Skill	`.github/skills/ui-scaffold/SKILL.md`	`/ui-scaffold <Entity> --crud` generates the page + DTO + service interface + bUnit test in one shot, enforcing the layering rules.

Why a UI demo? Backend slices are easy to make look impressive, they're terse, type-safe, and gates are straightforward. UI is where vibe-coding usually wins on speed and loses on quality.

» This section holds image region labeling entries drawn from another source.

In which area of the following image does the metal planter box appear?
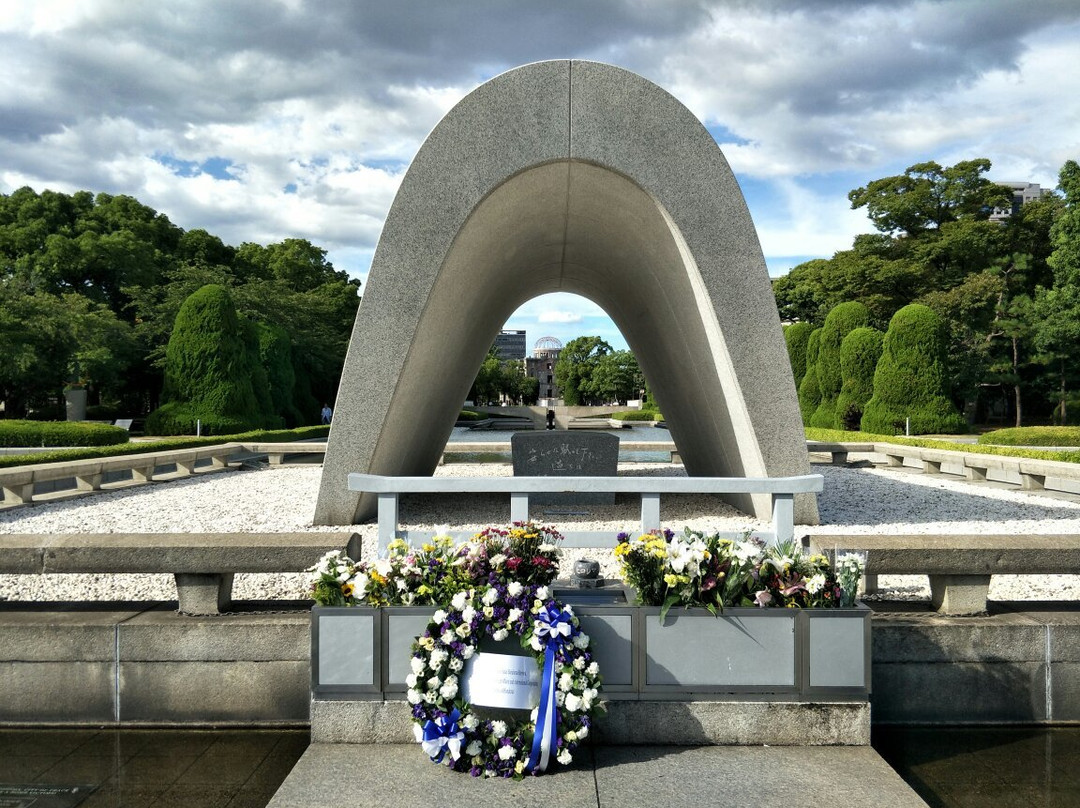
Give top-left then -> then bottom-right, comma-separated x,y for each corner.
311,603 -> 870,701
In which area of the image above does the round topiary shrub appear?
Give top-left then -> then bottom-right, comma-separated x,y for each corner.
146,284 -> 282,435
784,323 -> 813,390
836,326 -> 885,431
810,301 -> 870,429
862,304 -> 968,435
799,328 -> 821,427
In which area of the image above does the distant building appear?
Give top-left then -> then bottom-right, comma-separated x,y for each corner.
495,331 -> 526,359
525,337 -> 563,406
990,183 -> 1045,221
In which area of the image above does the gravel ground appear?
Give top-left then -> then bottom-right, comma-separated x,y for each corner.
0,463 -> 1080,601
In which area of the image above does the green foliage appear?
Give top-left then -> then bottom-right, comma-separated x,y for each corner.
0,419 -> 129,447
146,284 -> 281,434
848,159 -> 1012,235
0,188 -> 360,420
799,328 -> 821,426
836,326 -> 885,430
554,337 -> 611,407
0,421 -> 330,469
810,300 -> 870,429
978,427 -> 1080,446
862,304 -> 968,434
610,409 -> 664,421
784,323 -> 813,390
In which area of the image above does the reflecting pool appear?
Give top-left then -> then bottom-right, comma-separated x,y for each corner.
873,727 -> 1080,808
0,729 -> 309,808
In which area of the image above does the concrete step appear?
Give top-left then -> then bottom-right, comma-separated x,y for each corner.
267,743 -> 926,808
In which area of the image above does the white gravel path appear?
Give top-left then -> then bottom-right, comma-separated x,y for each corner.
0,463 -> 1080,601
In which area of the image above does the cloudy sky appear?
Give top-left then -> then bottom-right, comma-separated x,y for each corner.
0,0 -> 1080,347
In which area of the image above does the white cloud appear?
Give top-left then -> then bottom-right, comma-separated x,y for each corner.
537,311 -> 585,325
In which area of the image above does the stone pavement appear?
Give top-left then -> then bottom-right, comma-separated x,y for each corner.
268,743 -> 926,808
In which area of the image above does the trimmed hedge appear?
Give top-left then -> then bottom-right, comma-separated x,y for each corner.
0,419 -> 130,448
799,328 -> 821,427
806,429 -> 1080,463
146,284 -> 284,435
609,409 -> 664,421
0,427 -> 330,469
784,323 -> 813,390
859,304 -> 968,434
836,326 -> 885,429
978,427 -> 1080,446
810,300 -> 870,429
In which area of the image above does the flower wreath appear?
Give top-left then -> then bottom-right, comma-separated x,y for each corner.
406,581 -> 600,779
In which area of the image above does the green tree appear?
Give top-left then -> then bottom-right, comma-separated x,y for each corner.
836,326 -> 885,430
810,300 -> 870,429
784,323 -> 813,390
589,351 -> 645,404
554,337 -> 611,407
848,158 -> 1012,237
1032,160 -> 1080,423
146,284 -> 282,434
799,328 -> 822,427
862,304 -> 967,435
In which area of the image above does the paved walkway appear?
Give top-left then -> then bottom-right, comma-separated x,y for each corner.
268,743 -> 926,808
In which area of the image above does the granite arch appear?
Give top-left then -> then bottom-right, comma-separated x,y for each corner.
315,60 -> 816,524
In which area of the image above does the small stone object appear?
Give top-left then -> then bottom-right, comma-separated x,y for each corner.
570,558 -> 602,589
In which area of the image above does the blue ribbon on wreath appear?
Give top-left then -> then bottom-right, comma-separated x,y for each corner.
525,606 -> 579,775
420,708 -> 465,763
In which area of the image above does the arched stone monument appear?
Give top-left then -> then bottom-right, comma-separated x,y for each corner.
315,60 -> 818,525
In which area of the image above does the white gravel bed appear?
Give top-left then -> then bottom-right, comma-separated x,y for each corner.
6,463 -> 1080,601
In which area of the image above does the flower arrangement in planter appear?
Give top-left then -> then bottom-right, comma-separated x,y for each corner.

The Phase-2 UI plan exists to demonstrate that Plan-Forge produces UI you'd actually deploy: separation of concerns intact, no DbContext in .razor, every page accessible, every component tested.

Scenario Fixtures

Scenarios are JSON files under docs/plans/testbed-scenarios/. Each one describes:

Initial state, branch, commit, known-good baseline.
Instructions, the prompt / plan the agent will execute.
Expected artifacts, which files must change, which must not.
Gates, build, test, lint, drift thresholds.

A scenario is idempotent: the Testbed resets the fixture repo to the pinned commit before every run.

Anatomy of a Run

forge_testbed_run:

Acquires .forge/testbed.lock (one scenario at a time per testbed).
Verifies the testbed is clean (ERR_TESTBED_DIRTY if not).
Replays the scenario end-to-end in the testbed directory.
Captures artifacts, run metrics, and any defects.
Writes a finding JSON under docs/plans/testbed-findings/ and emits testbed-scenario-completed.
Releases the lock.

Common Errors

Code	Meaning	Recovery
`ERR_TESTBED_NOT_FOUND`	`testbed.path` missing or invalid	Set it in `.forge.json`
`ERR_TESTBED_DIRTY`	Uncommitted changes in the testbed	Commit or stash inside the testbed repo
`ERR_TESTBED_LOCKED`	Another scenario is running	Wait, or remove a stale `.forge/testbed.lock`

Feedback Into the Loop

Findings with defects feed two consumers:

Bug Registry, scanner-eligible defects auto-register via forge_bug_register.
Health DNA, run metrics (duration, gate failures, drift score) feed the daily Health DNA fingerprint.

Testbed ≠ CI. Your CI system runs against pull requests and masters the green/red light for merge. The Testbed runs against Plan Forge itself, under a library of synthetic scenarios, to ensure the pipeline still produces shippable code across upgrades.